(The Star) - The haze, which is affecting several parts of the country, is set to worsen with hotter and drier weather expected over the next few months.
The air quality in six towns in the peninsula dropped to unhealthy levels, based on the Air Pollutant Index (API), compared with just three on Saturday.
The Department of Environment (DOE) detected unhealthy API readings of 100 and above in Malacca (161), Bukit Rambai (135), Port Klang (104), Port Dickson (120), Muar (125) and Kemaman (108).
However, the quality of air at most other places in the country was between good and moderate.
Under the air quality index, readings of between 0 and 50 are classified as Good, 51 to 100 as Moderate, 101 to 200 as Unhealthy, 201 to 300 as Very Unhealthy and 300 and above as Hazardous.
In Malacca, the haze caused the API reading to increase from 68 to 161 over the past three days, the highest recorded in the country.

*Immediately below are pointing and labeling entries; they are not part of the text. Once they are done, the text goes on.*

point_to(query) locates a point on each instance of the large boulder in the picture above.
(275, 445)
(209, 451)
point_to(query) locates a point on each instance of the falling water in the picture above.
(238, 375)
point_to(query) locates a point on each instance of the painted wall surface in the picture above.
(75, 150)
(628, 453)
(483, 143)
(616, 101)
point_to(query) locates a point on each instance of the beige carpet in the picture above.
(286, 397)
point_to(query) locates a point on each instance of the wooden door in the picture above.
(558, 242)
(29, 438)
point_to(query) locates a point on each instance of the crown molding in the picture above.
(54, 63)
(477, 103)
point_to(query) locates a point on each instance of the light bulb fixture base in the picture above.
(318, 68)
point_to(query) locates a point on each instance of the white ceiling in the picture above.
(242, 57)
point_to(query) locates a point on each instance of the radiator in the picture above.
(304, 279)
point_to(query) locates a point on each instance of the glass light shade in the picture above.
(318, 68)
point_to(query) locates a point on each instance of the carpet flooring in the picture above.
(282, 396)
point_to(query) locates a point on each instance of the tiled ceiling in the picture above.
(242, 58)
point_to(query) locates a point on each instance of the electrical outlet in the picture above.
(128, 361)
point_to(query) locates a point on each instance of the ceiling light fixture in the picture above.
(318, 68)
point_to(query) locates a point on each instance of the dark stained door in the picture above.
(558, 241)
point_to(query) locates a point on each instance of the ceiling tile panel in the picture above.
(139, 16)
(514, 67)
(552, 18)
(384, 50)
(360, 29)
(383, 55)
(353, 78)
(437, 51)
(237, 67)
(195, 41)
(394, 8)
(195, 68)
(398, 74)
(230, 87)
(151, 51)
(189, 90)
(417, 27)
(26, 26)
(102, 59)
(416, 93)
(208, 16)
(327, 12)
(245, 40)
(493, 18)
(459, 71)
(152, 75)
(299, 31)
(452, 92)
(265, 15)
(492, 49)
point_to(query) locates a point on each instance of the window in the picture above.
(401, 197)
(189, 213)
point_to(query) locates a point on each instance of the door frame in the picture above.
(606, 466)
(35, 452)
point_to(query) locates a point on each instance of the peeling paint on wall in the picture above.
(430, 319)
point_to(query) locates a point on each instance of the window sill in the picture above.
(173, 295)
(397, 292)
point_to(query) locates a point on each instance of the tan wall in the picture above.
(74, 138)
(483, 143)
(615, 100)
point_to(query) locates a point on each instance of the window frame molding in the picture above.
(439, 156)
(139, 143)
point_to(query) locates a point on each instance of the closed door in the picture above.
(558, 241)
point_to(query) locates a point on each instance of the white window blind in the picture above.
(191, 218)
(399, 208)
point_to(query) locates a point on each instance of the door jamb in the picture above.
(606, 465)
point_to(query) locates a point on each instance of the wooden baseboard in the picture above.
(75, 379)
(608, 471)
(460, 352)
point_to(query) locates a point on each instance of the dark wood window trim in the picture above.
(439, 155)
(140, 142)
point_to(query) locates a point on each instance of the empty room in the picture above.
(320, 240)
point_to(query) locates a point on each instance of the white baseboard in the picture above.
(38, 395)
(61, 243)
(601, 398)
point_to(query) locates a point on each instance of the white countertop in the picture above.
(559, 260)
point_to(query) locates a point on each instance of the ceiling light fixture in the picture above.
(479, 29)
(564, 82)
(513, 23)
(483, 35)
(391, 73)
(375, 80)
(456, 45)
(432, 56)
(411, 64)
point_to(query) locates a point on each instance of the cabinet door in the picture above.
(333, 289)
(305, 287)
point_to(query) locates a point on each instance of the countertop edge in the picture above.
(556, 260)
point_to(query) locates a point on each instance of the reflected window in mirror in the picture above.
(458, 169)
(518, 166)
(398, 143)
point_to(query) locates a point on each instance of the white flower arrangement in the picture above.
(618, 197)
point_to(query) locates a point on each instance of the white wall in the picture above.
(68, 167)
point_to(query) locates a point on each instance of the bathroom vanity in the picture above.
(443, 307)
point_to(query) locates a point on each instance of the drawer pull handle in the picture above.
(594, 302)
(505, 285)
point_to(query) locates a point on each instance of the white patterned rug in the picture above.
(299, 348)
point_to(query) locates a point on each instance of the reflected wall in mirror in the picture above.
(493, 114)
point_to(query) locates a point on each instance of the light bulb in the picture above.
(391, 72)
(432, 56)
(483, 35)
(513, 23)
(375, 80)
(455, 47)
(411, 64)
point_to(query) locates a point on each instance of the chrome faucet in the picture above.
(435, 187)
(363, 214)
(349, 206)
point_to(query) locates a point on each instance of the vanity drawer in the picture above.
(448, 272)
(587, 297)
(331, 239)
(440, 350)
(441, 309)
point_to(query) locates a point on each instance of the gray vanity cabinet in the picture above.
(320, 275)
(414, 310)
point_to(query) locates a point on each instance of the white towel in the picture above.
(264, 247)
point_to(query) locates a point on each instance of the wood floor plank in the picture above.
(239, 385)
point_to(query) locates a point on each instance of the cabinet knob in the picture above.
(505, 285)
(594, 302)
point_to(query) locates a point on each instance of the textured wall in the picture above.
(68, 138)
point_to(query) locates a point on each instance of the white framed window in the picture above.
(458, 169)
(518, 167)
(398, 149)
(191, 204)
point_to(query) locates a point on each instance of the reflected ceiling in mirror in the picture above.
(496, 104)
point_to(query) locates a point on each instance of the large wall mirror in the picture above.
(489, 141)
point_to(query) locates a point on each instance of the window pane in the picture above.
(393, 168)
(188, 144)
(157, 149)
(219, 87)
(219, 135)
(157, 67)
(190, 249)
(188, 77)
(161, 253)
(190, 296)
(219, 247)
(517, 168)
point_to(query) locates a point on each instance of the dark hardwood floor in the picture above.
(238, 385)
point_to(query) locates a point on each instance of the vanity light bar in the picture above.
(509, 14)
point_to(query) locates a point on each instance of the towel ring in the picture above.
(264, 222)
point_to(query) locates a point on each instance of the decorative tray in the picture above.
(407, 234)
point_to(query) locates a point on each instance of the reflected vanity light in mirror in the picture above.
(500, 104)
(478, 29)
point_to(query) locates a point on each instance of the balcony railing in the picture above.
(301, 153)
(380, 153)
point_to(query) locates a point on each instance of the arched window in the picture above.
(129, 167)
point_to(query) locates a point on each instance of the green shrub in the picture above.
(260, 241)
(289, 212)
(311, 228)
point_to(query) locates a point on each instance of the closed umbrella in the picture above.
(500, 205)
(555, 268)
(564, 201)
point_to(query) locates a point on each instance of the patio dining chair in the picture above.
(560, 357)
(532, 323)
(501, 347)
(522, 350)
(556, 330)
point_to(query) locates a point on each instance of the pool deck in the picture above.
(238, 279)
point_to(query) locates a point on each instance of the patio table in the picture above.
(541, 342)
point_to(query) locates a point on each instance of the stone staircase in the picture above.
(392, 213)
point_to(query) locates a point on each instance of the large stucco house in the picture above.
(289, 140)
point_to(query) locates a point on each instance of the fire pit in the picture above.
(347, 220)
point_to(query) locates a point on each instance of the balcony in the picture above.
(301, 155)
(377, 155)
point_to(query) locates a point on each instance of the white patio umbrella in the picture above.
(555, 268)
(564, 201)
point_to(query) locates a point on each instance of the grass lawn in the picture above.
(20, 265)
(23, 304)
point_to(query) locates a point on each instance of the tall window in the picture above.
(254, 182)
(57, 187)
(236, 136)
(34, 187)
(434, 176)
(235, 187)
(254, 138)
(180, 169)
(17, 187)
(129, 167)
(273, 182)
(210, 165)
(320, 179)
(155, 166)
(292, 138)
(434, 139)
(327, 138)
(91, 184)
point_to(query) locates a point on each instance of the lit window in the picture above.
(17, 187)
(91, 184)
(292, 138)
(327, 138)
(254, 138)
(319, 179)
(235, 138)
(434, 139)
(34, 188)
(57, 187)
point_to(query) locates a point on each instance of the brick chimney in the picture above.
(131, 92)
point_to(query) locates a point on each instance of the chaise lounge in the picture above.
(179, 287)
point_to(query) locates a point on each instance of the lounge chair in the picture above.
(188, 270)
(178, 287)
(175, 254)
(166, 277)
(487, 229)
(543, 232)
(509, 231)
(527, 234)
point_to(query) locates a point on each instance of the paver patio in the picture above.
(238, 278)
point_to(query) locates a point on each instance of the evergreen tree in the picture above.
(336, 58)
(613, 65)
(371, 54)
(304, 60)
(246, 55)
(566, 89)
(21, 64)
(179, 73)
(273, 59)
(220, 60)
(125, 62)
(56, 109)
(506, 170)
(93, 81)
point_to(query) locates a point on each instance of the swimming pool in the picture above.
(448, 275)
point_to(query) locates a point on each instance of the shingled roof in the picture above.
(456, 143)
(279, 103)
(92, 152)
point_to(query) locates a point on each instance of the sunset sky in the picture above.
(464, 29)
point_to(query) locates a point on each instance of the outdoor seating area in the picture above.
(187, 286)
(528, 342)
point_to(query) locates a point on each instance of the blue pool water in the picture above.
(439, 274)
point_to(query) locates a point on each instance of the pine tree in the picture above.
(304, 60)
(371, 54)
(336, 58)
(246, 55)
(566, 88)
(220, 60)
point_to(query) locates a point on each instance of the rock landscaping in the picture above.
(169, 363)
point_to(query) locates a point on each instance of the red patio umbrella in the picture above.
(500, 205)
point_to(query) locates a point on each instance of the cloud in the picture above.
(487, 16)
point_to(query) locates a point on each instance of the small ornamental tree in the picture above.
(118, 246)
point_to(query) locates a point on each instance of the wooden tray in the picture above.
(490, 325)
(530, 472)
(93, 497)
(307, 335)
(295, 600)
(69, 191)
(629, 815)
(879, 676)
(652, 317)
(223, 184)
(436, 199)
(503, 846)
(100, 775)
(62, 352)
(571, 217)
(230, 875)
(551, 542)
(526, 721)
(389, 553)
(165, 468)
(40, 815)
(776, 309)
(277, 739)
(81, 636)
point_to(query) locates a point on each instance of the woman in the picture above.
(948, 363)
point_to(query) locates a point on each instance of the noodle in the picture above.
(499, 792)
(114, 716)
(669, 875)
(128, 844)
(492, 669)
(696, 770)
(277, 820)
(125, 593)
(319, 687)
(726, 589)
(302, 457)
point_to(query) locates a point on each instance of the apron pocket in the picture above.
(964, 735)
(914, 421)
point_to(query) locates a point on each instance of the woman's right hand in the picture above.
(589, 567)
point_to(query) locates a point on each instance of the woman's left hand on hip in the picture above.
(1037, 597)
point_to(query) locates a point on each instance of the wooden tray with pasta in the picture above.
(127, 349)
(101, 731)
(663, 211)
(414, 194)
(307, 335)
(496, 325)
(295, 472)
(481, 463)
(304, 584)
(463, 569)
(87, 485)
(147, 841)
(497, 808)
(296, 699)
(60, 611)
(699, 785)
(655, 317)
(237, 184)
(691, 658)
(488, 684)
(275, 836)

DOE director-general Datuk Halimah Hassan said the number of hot spots detected by the Asean Specialised Meteorological Centre in Sumatra, Indonesia, had increased from 46 on Friday to 101 on Saturday.
She attributed the haze to smoke from the hot spots in Sumatra being carried here by westerly monsoon winds, which began in early June.
“If the hot spots continue to increase and the direction of winds remains as it is, the situation could worsen,” she said.
She said the haze was a trans-border issue that required joint efforts by Malaysia, Brunei, Singapore, Thailand and Indonesia through the Ministerial Steering Committee on Transboundary Haze Pollution.
“The ministers are scheduled to meet in Kuala Lumpur sometime in August to discuss action plans to tackle the problem,” she said.
A Malaysian Meteorological Department spokesman said the westerly monsoon, forecast to last until September, was expected to bring drier and hotter days with occasional thunderstorms in the evenings.
The temperature is expected to rise to between 34°C and 36°C during the period with the urban areas feeling more of the heat because of buildings and the lack of surrounding greenery.
“During the hot and dry spell, people are advised to drink more water and avoid exposure to direct sunlight,” the spokesman said.
Health Minister Datuk Seri Dr S. Subramaniam advised Malaysians to avoid unnecessary outdoor activities.
“We are monitoring the situation and will issue appropriate advisories based on the air quality levels.
“For now, members of the public, especially those with respiratory problems, should keep away from prolonged outdoor activities,” he said.
Deputy Education Minister P. Kamalanathan said his ministry was monitoring the situation closely.
“We will make the appropriate announcement when deterioration of the air quality becomes a health risk to students,” he said.
Medical officer Dr Norlen Mohamed, who specialises in community medicine, said the effects of haze on health were associated with the severity of air quality status and health conditions of individuals.
She said possible health effects include irritation in the eyes, skin and throat, breathing difficulties, upper respiratory tract infections and even heart attacks.